Brett Favre: The Man, The Myth, The Gunslinger

The man who almost never was. The myth who turned into a legend. “The Gunslinger” who rewrote the record books.

Brett Favre almost never was Brett Favre.

Favre grew up in Mississippi to two school teacher parents. He was a multisport athlete, football, and baseball, and was a star on the baseball field. On the football field, he was never truly given a chance to shine. His father, head coach at the time, started his son at quarterback in a run-heavy offense that would significantly limit the number of throws Favre would make each game. The lack of throwing from the quarterback, and the lack of tape for colleges to see, was the first time this legend was almost cost his legendary status. Fortunately for him, the University of Southern Mississippi Golden Eagles saw potential. Unfortunately for him, it was not at quarterback.

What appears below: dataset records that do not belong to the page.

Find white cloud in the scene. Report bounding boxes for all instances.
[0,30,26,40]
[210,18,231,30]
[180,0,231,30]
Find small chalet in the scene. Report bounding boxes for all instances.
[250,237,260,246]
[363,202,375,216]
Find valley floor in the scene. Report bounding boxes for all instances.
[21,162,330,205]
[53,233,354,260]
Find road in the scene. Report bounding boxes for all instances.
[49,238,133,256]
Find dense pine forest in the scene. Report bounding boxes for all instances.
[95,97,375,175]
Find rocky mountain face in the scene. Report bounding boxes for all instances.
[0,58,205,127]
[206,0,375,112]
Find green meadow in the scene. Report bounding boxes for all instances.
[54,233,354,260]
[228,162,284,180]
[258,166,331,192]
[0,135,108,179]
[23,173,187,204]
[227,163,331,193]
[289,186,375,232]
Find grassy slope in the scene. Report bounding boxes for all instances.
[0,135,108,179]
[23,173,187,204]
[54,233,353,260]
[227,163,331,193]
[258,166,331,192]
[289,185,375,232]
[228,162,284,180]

Southern Miss wanted him to play safety, one of the many positions that Favre held while in high school as he was a true ironman playing offense, defense, and special teams. He refused, insisting that he play quarterback. Due to the limited amount of tape of him throwing the ball, he would be placed at the very bottom of the depth chart behind the likes of Ailrick Young and Simmie Carter. He would take over for Young against Tulane, and would lead Southern Miss to a come from behind win, and when healthy, he would never relinquish the starting position again.

However, for the third time in his life, he was almost never “The Gunslinger”. While home for summer break in 1990, Favre wrecked his car and almost died. In old Favre-fashion, however, he would return for the start of the season and lead the team in two upsets over the season, one in week two of #13 Alabama and in week eleven of #15 Auburn. He would finish his career at Southern Miss with over 7,500 yards, 52 touchdowns, and 34 interceptions.

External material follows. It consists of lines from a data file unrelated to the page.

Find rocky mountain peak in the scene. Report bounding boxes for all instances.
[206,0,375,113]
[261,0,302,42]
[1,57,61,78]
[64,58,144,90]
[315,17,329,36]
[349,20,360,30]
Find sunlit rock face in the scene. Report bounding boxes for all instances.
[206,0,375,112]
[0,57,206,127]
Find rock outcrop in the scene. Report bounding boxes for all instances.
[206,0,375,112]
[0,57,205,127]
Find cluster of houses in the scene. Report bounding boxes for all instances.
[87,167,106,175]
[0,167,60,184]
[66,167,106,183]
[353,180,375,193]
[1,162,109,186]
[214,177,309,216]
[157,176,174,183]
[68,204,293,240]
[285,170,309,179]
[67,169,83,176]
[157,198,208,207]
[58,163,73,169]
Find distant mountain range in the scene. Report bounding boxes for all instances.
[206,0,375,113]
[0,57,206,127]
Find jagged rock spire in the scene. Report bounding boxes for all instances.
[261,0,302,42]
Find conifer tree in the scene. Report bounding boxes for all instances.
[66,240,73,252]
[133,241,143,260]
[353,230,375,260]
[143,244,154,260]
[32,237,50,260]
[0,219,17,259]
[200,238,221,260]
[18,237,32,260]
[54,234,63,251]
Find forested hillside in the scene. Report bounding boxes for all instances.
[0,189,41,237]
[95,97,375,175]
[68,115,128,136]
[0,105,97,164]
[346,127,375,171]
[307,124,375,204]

The Atlanta Falcons front office would see something in Favre that head coach Jerry Glanville did not. Against Glanville’s wishes, the Falcons would take Favre in the second round. This would be a short-lived partnership, as Glanville would not give Favre a real opportunity to become the starter and at season’s end, he was traded to the Green Bay Packers. This trade would change the course of both teams over the next decade and a half, as the Packers would not suffer a losing season with Favre as their starting quarterback until 2005. In that same time frame, the Falcons would suffer nine losing seasons.

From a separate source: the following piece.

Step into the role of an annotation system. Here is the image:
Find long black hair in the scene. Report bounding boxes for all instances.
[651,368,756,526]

Favre’s time in Green Bay is what would define his legendary career and earn him the name as “The Gunslinger”. He would be known as an ironman, starting an NFL record 297 regular season games in a row before finally being forced to sit because of a shoulder injury in his final season with the Minnesota Vikings. Those 297 starts included three teams, a deadly Vicodin addiction that the NFL banned him from drinking any kind of alcohol in 1996, as well as starting against the Oakland Raiders the night after his father passed away.

He would be known as the quarterback that would not be afraid to throw any pass, having such faith in himself that if you put five defensive backs on one receiver and left one receiver running wide open, he would try and hit the quintuple-covered one. These two key factors were important roles in giving Favre a Super Bowl victory, three straight MVP awards, and various NFL records such as most wins, most completions, and infamously, most interceptions.

This past year, Favre was inducted into the NFL Hall-of-Fame and will forever be known as one of the most daring quarterbacks of all-time and in some’s mind, the greatest ever.